Die Kompositionen für das neue Album des sprachbegabten Sängers stammen unter anderen von Andreas Bicking, Wilfried Peetz und Ulli Schwinge. Die Steineckert-Texte aber sind so, als könnte sie direkt in des Sängers Seele schauen und auch ein wenig in die Seele der Zuhörer. Denn eigentlich ist es nichts anderes als das ganz normale Leben, das sie beschreibt, das hier besungen wird.

„Es sind die Bilder aus dem eigenen Leben, die man nie vergisst“, ruft Jürgen Walter in Erinnerung. Und längst Vergessenes ist auf einmal wieder da. „Kein Zorn und kein Altar...was unser Leben war“, rät die Poetin zur Behutsamkeit. Wobei sie weiß: „Das Unverzeihliche und das Unverziehene unterliegen nicht der Gnade des Vergessens“. Das hat sie vor ihrem 75. Geburtstag geschrieben. Als Präsidentin des Komitees für Unterhaltungskunst stand sie nach der Wende auch in der Kritik, weil sich mancher ungerecht behandelt fühlte.

Mehr als 50 Bücher und an die 2000 Songtexte stammen aus ihrer Feder. Unsterblich nicht nur dieser „Clown sein“ für Jürgen Walter, sondern auch „Als ich fortging“ für Dirk Michaelis.

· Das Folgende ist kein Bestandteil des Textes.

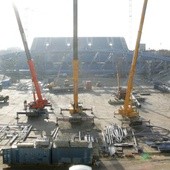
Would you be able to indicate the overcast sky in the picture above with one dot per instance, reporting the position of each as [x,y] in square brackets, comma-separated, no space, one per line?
[44,18]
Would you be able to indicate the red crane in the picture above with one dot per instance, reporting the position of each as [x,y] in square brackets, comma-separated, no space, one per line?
[37,106]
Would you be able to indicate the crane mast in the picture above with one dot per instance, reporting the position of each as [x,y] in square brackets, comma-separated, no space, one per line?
[127,110]
[39,103]
[75,58]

Unnachahmlich vermag sie, das Schöne an den Frauen, den Männern und der Liebe zu preisen. Und sie versteht es wie kaum eine andere, Hoffnung und Gelassenheit zu stiften.

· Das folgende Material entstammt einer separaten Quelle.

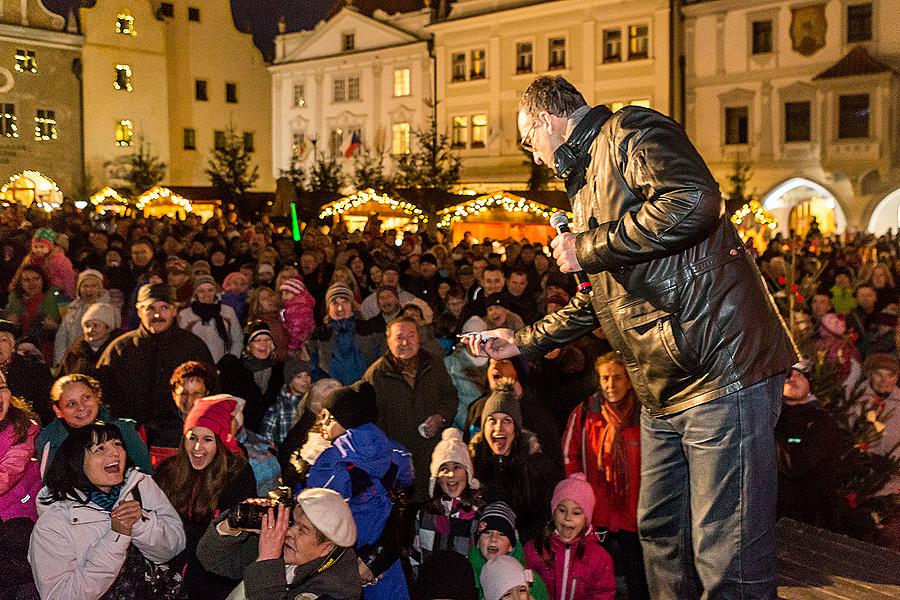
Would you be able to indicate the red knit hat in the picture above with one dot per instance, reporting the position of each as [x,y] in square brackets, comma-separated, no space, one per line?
[214,413]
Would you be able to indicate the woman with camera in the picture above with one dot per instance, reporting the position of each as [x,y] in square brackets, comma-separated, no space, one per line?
[208,475]
[104,526]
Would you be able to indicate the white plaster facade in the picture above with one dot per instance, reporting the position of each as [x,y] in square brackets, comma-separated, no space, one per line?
[166,56]
[856,175]
[503,28]
[324,87]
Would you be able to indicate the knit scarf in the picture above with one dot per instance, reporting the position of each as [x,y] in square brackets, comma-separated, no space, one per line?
[612,460]
[105,500]
[208,312]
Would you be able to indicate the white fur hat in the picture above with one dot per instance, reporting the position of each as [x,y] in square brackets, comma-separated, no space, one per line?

„Alt genug, um jung zu bleiben“, hat sie nicht nur einen Prosaband überschrieben. Dieses Gefühl verbreitet sie auch an diesem Abend.

Ein todsicheres Rezept hat die Steineckert dafür in petto, am Leben zu bleiben, auch wenn man selbst nicht weiter weiß: „Atme“, rät sie so eindringlich, das die Kammerbühne durchzuatmen scheint. Und so fühlen sich alle für Augenblicke gemeinsam mit der Dichterin und dem Sänger „Jung genug für jeden Übermut“. Und sie glauben „Es tut nicht mehr weh“, um allerdings von der Wortkünstlerin eines Besseren belehrt zu werden.

Es sind nicht nur lustvolle Liebeserklärungen an das zurückliegende Leben, die hier verbreitet werden. Die Berliner Schriftstel lerin hat auch sehr gegenwärtige Texte mitgebracht, die mit feinem Humor Nachdenken provozieren über Russland, Heimat, Fremde, einen Präsidenten und eine geklaute Unterhose...

Ein anrührender, stiller Abend, der weise, wach und warmherzig vieles aufrührt und umrührt, was längst verschüttet schien und den Blick schärft für das Heute.